I’ve been with beautiful women and they rub the back of my neck.  They kiss me and tell me nice things.  And it’s still there.  The hive of mosquitoes in my skull.  They bounce off the bone and die in mass.  I’ve got thoughts and emotions and things to do on top of all that.  It makes a mess of things.

When people ask “What’s wrong?”  Sometimes I don’t answer.  Sometimes I don’t answer because I don’t like how they asked the question.  Sometimes I think they have stupid teeth or distracting nose hairs.  Other times I’d like to answer, but I haven’t figured it out myself. I could explain to them the jelly beans and the broken glass and the ants carrying away the jelly beans on their backs.  I doubt it would do anyone any good.

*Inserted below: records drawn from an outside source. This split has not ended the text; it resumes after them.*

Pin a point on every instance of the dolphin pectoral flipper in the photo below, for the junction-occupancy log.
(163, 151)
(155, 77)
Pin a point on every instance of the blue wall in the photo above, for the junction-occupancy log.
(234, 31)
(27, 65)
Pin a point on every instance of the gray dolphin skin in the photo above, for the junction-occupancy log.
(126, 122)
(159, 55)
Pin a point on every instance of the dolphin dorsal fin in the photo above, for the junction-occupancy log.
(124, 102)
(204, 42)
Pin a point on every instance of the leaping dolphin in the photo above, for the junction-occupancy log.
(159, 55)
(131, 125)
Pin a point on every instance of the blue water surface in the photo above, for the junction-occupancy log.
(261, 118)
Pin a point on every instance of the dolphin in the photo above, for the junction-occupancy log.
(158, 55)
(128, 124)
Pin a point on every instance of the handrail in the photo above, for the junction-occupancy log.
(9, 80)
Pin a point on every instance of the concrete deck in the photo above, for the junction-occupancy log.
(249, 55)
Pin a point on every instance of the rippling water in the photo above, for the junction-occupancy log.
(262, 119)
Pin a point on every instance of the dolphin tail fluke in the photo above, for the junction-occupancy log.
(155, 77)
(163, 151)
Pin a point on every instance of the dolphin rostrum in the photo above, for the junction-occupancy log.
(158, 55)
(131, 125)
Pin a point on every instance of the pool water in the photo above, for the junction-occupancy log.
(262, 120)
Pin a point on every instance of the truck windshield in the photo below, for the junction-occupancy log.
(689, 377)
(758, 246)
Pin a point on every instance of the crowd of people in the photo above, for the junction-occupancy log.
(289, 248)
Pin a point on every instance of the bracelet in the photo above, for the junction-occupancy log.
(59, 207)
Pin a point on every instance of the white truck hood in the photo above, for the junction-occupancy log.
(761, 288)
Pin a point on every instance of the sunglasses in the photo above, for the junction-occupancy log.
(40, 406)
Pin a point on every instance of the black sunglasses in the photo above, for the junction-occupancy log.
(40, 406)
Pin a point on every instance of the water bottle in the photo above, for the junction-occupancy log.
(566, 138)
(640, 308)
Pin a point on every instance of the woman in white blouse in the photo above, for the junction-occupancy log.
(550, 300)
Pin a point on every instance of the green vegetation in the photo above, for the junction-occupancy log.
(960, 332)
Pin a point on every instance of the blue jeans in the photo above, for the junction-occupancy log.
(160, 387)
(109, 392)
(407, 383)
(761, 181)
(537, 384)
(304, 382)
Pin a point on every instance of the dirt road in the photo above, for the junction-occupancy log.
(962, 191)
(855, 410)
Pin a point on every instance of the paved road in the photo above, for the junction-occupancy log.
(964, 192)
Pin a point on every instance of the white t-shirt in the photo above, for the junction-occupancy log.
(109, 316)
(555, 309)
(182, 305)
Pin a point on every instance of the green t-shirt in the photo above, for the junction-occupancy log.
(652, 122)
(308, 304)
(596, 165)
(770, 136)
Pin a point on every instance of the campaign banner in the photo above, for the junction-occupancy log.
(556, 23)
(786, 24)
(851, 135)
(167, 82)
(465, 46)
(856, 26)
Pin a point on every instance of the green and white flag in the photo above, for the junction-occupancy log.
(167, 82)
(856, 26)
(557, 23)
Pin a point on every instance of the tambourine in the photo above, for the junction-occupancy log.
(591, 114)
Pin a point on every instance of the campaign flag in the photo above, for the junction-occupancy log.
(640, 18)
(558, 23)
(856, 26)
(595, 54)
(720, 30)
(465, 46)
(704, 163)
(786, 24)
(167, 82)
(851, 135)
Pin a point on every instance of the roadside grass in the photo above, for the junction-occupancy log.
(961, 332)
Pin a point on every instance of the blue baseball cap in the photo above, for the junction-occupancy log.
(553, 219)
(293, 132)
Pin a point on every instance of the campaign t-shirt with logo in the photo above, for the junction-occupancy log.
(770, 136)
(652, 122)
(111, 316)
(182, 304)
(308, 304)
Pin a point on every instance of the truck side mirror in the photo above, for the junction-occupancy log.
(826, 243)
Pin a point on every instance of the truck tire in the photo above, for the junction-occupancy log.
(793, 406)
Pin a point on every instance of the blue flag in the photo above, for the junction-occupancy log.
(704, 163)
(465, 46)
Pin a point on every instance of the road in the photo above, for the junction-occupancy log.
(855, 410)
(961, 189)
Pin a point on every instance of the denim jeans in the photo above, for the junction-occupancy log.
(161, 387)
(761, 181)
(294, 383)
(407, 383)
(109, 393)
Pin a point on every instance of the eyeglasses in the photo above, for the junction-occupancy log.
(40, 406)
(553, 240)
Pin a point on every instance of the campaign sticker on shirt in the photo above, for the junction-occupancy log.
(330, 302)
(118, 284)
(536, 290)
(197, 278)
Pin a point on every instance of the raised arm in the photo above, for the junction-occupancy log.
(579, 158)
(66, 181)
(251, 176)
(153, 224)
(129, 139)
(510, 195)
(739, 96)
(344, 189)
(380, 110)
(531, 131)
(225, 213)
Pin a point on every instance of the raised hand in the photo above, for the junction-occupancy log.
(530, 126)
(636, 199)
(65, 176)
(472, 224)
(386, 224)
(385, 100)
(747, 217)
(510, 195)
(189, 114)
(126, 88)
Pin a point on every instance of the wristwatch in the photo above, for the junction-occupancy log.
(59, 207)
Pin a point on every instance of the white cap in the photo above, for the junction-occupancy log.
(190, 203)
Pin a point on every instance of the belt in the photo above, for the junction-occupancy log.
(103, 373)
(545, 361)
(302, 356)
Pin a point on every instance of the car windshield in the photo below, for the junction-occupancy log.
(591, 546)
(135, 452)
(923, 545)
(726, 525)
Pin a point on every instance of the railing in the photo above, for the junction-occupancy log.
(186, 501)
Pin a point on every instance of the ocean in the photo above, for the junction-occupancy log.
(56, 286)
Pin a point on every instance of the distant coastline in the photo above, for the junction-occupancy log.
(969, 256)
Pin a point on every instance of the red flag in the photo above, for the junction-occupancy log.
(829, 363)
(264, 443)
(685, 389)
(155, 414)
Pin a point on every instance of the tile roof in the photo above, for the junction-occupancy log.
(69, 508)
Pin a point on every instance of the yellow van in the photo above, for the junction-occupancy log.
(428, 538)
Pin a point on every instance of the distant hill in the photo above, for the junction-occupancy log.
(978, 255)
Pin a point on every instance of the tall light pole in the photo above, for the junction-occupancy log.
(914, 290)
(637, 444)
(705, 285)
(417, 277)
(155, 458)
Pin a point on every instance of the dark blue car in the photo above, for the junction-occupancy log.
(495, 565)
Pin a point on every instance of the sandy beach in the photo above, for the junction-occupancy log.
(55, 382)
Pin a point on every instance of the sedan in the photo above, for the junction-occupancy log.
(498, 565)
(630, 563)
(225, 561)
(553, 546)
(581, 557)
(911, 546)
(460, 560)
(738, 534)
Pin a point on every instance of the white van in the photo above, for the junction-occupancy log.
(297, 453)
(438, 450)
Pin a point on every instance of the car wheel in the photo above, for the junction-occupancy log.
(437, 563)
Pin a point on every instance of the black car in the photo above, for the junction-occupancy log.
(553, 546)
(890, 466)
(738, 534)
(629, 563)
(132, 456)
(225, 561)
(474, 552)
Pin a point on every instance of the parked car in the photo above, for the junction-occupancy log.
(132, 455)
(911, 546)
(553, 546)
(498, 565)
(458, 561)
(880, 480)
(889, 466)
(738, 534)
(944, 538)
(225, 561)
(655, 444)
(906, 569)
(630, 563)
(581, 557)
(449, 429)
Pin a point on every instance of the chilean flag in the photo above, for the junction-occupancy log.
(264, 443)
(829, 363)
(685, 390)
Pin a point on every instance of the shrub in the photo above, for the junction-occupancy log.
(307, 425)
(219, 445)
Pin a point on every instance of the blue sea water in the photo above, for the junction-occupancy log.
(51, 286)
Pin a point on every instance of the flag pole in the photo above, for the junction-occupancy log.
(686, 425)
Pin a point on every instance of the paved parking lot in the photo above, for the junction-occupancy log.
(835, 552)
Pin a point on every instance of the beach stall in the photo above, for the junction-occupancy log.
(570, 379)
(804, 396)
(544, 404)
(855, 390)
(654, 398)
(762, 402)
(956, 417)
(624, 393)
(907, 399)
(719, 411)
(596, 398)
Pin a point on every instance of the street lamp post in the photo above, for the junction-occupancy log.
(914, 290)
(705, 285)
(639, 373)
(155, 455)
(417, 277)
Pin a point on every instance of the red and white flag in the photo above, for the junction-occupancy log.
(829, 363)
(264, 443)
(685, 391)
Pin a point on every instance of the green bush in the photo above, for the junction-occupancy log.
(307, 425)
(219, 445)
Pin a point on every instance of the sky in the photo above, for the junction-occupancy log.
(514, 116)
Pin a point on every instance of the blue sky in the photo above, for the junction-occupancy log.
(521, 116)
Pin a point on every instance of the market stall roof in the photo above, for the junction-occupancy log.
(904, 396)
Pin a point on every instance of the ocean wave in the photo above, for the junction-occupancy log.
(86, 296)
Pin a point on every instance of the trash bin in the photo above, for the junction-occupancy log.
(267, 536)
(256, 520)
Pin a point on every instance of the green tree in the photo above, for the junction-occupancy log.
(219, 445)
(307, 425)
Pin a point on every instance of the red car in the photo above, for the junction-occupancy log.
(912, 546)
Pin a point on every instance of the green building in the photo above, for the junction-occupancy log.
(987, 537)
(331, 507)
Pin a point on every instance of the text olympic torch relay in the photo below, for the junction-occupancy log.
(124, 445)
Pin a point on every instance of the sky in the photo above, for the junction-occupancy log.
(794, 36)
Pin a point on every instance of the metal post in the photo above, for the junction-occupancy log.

I don’t always feel like answering either.  The sound of my own voice gets annoying.  My breathing, the air squeezing through my mostly plugged nostrils, that’s an annoyance.  When I explain things, people often ask me to repeat myself.  The problem multiples.  Now the voice that vexes me is echoing around the room and the dog is licking himself raw and the television is on too loud and I’ve got a rash on my eyelid that itches.  

I want to turn on very loud music and unload the dish washer with a hatchet.  That would make me feel better.  In some strange way, that would balance whatever is going on in my head.  A lawnmower engine, growling, the blade chopping away, indoors, through a sofa pillow and up the leg of a coffee table.  That could be satisfying.  It wouldn’t cancel out the knot of static electricity.  But maybe it would lower the voltage.

This is an issues that arrives, sometimes out of peace.  It comes on nights with full moons and nights when the moon is a fingernail clipping.  It happens when the clock hands are up and down and stretched out to the sides.  It isn’t perpetual.  It’s there one minute and gone.  Then it’s back and sitting like a puddle.  It’s working its way down, adding a layer of sogginess to everything.

Of course I’ve sought out remedies.  I can douse it with vigorous exercise, sex, or sleep.  I can’t run it into the ground, up a hill, or through the woods.  I can stomp it out and it tends to go away when I bleed.  Laughing works sometimes.  Crying does not.  Combat, real or pretend has shown promise.  The effectiveness of drugs is inconsistent on the static and often comes with opposite and unwanted results.

Writing.  Writing is one thing that seems beneficial.  It doesn’t calculate the jelly beans or clean up the shattered glass.  It gives me space.  A step, a moment.  It allows me to say, “fuck those jelly beans.”  When I write, I can care less about how many jelly beans are in that jar.  Something about the written word, even crammed together in bad penmanship, or in incomplete fucked and fragmented hunks, it helps.  It’s not always peace and it’s often chaos as well, but it seems to work.  And for that, I’m grateful.